Petróleo más caro por crisis en Oriente Medio: un alivio temporal para Colombia, pero insuficiente

Los enfrentamientos en Oriente Medio elevaron el precio del petróleo Brent a 84 dólares por barril, lo que beneficia a Colombia con mayores ingresos por exportaciones y recaudos fiscales. Cada dólar adicional de crudo suma 220 millones de dólares en exportaciones y entre 200 y 250 mil millones de pesos en impuestos. Sin embargo, la producción petrolera nacional ha caído 16% en seis años, limitando el aprovechamiento real de estos precios altos.
Los bombardeos entre Estados Unidos, Israel e Irán de este fin de semana sacudieron nuevamente los mercados de energía. Los ataques estadounidenses e israelitas contra objetivos militares iraníes dejaron muerto al líder supremo del país, el ayatolá Alí Jamenei, lo que desencadenó represalias inmediatas de Teherán mediante ataques aéreos contra varios países del Golfo Pérsico. El resultado fue lo que los analistas esperaban: pánico en los mercados petrolíferos.
El precio del Brent saltó a 84 dólares por barril, un aumento de más del 17% respecto al viernes anterior. Esta reacción tiene lógica cuando se analiza por qué Irán asusta tanto a los mercados energéticos. El país posee la tercera mayor reserva probada de petróleo en el mundo, con 208,6 mil millones de barriles. Pero lo más crítico es su ubicación: controla una orilla del estrecho de Ormuz, por donde transita aproximadamente una quinta parte de todo el crudo que se consume globalmente. Cualquier cierre o interrupción en esa ruta es un colapso potencial para el comercio energético mundial.
Los primeros efectos ya se ven en el terreno. El tránsito de buques por el estrecho de Ormuz cayó 81% desde el domingo, según datos citados por Corficolombiana, porque las grandes navieras decidieron evitar la zona por seguridad. Esto amplifica el riesgo de interrupciones en el suministro global de crudo.

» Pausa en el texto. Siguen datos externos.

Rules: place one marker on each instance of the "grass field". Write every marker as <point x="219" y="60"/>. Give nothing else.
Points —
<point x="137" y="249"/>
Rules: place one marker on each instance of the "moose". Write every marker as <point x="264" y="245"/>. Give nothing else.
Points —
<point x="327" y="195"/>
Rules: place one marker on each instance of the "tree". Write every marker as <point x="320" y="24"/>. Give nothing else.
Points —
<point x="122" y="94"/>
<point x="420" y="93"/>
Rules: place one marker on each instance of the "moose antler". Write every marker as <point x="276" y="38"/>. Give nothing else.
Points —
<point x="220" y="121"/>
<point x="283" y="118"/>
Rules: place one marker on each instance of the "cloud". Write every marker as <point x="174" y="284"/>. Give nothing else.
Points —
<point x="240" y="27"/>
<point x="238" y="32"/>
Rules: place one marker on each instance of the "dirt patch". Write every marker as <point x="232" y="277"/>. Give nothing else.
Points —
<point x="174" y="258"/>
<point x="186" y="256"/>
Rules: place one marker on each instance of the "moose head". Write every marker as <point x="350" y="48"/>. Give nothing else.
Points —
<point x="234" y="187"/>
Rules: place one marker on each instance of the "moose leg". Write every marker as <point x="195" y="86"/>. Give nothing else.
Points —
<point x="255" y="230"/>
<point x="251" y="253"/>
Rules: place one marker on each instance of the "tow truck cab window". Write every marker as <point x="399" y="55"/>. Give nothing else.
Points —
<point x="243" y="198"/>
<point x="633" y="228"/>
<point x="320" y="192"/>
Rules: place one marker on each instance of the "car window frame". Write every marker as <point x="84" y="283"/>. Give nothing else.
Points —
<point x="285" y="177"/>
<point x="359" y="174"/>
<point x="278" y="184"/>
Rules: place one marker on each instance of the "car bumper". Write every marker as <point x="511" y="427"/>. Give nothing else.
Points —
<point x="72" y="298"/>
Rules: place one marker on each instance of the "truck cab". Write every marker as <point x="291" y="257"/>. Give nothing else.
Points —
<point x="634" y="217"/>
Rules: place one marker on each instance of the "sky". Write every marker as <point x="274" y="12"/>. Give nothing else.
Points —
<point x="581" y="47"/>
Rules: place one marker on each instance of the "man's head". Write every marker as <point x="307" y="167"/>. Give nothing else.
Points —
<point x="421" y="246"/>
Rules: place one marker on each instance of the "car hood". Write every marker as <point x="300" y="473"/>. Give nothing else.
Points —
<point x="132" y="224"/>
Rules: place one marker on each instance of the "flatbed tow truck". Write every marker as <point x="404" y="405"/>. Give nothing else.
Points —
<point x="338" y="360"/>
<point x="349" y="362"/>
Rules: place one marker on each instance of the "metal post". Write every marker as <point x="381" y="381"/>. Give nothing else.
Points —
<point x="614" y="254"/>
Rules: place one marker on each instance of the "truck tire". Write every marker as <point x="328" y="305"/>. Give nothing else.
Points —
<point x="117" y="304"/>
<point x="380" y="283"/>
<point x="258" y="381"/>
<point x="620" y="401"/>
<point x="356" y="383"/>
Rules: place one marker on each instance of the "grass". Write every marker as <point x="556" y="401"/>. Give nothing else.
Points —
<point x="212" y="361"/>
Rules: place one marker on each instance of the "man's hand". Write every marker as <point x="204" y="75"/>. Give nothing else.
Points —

Para Colombia, un petróleo más caro abre una puerta que se había cerrado lentamente. Según un informe de Investigaciones Económicas de Corficolombiana, cada dólar adicional en la cotización del Brent genera 220 millones de dólares más en exportaciones de petróleo y derivados, además de entre 200 y 250 mil millones de pesos adicionales en recaudos fiscales. El sector hidrocarburos representó el 25% de las exportaciones totales del país durante 2025, así que el impacto importa.
El problema es que este alivio llega a un sector debilitado. La producción de petróleo cayó 16% en los últimos seis años, mientras que la de gas natural se desplomó 19%. Esto significa que aunque los precios suban, Colombia produce menos crudo para vender. Es como si alguien te ofrece una tarjeta de crédito con mejor tasa de interés, pero tu capacidad de endeudamiento se redujo a la mitad.
Además, el peso del sector dentro de la economía se ha contraído significativamente. En 2019, la minería representaba el 5% del producto interno bruto, pero en 2025 cayó a 3,4%. Los analistas son claros en sus conclusiones: aunque el aumento de precios genera beneficios reales para exportaciones y recaudos, estos efectos son cada vez más limitados y no constituyen una solución a los problemas estructurales de las finanzas públicas colombianas.